News and analysis from Standard & Poor's MarketScope Advisor
Like income taxes, junk mail, health care reform, and Barry Manilow, some things just don't go away. For investors, inflation is the guest that won't leave, reappearing unexpectedly from some hidden recess at the most inconvenient moment.
As it turns out, Wall Street has just the thing for those made nervous by the inflationary implications of the government stimulating the economy with $787 billion in new spending while bailing out Fannie Mae, Freddie Mac, AIG, and two of the three U.S. automakers from bankruptcy. Inflation-protected bond funds, also called inflation-indexed funds or "real return" funds, offer investors a defense against accelerating inflation by investing in Treasury Inflation Protected Securities (TIPS), a type of bond issued by the U.S. Treasury since 1997 in which the principal amount changes in line with the Consumer Price Index.
TIPS have attracted increased attention recently, with the Treasury Department announcing in August that investors "can expect issuance to gradually increase" during the 2010 financial year that begins in October.

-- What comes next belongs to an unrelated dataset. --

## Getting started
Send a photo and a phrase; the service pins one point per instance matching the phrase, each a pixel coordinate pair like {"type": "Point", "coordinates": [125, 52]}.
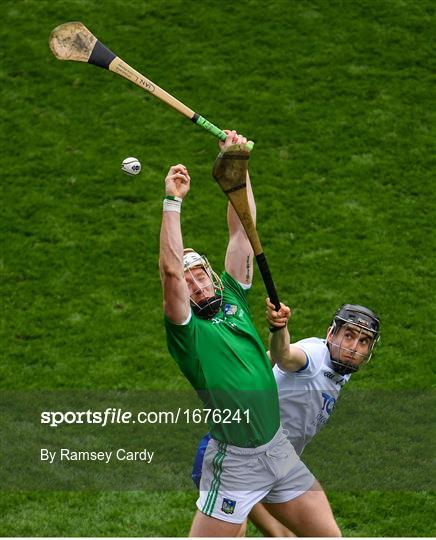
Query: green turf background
{"type": "Point", "coordinates": [339, 97]}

The U.S. Treasury also said it is considering replacing the 20-year TIPS bond with a 30-year bond. (The Treasury stopped issuing 30-year bonds, including 30-year TIPS, in 2001.)
Roughly 25 distinct funds are now being marketed under this category to individual investors, offering a wide variety of investment styles, performance, and costs. The group is generally benchmarked against the Barclays U.S. Government Inflation-Linked Bond Index, which tracks the performance of TIPS with maturities of a year or more. As of early August, the index gained more than 4% year to date. That compares with a decline of 5.15% for Barclay's U.S. Treasury bond market index.